If we’d stayed up, we’d have heard that three hours later that miraculous news would turn to grief and despair. Instead of one death and twelve miracles, it turned out to be one miracle and twelve deaths. Not to mention a host of families wanting a lot of answers. We should have known when we saw Geraldo out there that something would go wrong.

The question I have is how did the media perpetuate this? Supposedly, word came from the command center unofficially through cellphone conversations and spread to the families, which then spread to the reporters willing to grab onto any nugget, any scoop and then toss it on the air without checking at all with the actual rescue teams to find out if there was any truth. Blame also goes to the mining company for not putting a stop to the reports immediately, instead waiting three hours before giving the bad news.

My main problem is with the irresponsible journalism though. Within a three hour timeframe, they had more than enough time to do some fact checking or at the very least put up constant disclaimers that they hadn’t received official word and that it was just speculation. Unfortunately our media has become more of a game than a source for information. They’re all in such a rush to have the scoop, to be the first, that they don’t follow their basic fact checking rules first. It’s not the first time either. Anyone remember when Gore won the election with Florida’s votes? And then Bush won? And then it was undecided? Yeah. Oh and on 911 when the Capital had been blown up and all of the Senators were dead. Yeah. Again, the media at it’s finest.
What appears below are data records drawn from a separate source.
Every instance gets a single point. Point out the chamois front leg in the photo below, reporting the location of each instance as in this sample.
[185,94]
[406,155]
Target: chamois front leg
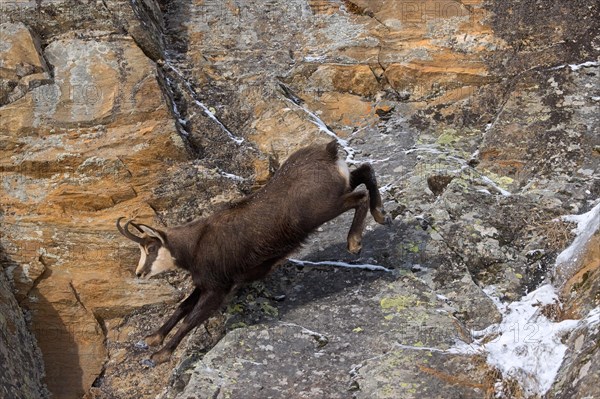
[359,201]
[207,304]
[182,310]
[365,174]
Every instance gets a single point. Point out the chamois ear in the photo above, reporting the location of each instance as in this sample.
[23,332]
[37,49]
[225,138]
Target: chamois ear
[152,232]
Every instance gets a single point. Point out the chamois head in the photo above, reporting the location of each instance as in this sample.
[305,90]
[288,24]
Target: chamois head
[155,256]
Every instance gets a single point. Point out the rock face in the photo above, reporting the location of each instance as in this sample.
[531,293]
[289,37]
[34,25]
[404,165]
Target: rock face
[21,363]
[481,122]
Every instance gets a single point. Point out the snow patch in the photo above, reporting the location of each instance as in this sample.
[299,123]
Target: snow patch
[526,345]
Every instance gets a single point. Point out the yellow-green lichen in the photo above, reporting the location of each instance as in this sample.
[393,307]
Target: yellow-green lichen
[398,303]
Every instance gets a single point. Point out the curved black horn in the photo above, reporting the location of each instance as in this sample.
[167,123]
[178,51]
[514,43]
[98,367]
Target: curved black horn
[125,231]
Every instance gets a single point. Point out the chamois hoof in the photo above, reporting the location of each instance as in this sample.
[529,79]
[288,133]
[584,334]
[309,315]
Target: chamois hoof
[382,217]
[161,356]
[154,339]
[354,246]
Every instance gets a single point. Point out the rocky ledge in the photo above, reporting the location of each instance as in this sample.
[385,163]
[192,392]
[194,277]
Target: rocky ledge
[480,119]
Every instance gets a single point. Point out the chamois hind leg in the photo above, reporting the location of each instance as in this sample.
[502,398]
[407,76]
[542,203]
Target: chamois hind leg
[207,304]
[359,201]
[365,174]
[182,310]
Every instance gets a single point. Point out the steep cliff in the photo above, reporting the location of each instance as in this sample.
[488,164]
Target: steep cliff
[480,119]
[21,363]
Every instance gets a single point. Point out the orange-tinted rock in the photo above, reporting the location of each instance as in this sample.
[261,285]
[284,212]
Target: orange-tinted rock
[81,152]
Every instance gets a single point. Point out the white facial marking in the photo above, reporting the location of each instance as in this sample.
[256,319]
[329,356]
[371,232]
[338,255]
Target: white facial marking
[343,169]
[164,261]
[142,260]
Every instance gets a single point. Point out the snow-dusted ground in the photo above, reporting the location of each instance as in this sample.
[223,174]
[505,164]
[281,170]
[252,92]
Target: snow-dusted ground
[526,345]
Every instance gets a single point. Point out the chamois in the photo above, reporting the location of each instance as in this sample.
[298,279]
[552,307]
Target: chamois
[246,240]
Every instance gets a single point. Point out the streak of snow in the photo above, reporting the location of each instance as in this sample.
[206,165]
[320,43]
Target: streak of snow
[211,115]
[340,264]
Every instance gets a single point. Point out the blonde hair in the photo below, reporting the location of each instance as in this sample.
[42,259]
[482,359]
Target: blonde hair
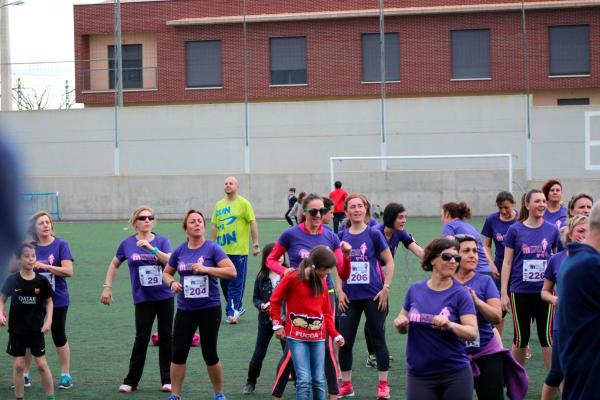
[31,226]
[136,213]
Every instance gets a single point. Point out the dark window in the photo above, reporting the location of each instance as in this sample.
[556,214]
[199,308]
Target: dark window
[132,66]
[288,60]
[203,63]
[569,50]
[471,54]
[371,53]
[584,101]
The problem is that when something big is going down, the first thing Americans do is to turn on their televisions. And during those times, it’s the media’s responsibility to shut down the showmanship and just to deliver the facts. The facts that have been thoroughly checked so as to avoid false hope or false despair. I understand that during a crisis it’s not always easy to do a thorough investigation prior to a news report, but at the same time, sometimes it’s better to say nothing than to say something that just isn’t true. I’d be more willing to wait an hour for correct news, than to hear something immediately that may or may not be true.

I’m sure these eleven families right now are thinking the same thing. One family knew from the beginning that their relative had passed away immediately and one family was saved the news that their relative had passed on—eleven others didn’t get so lucky. They’d have been better off hearing nothing, since they were already prepared for the worst. Now the media, the governor and the mining company have a lot of answering to do.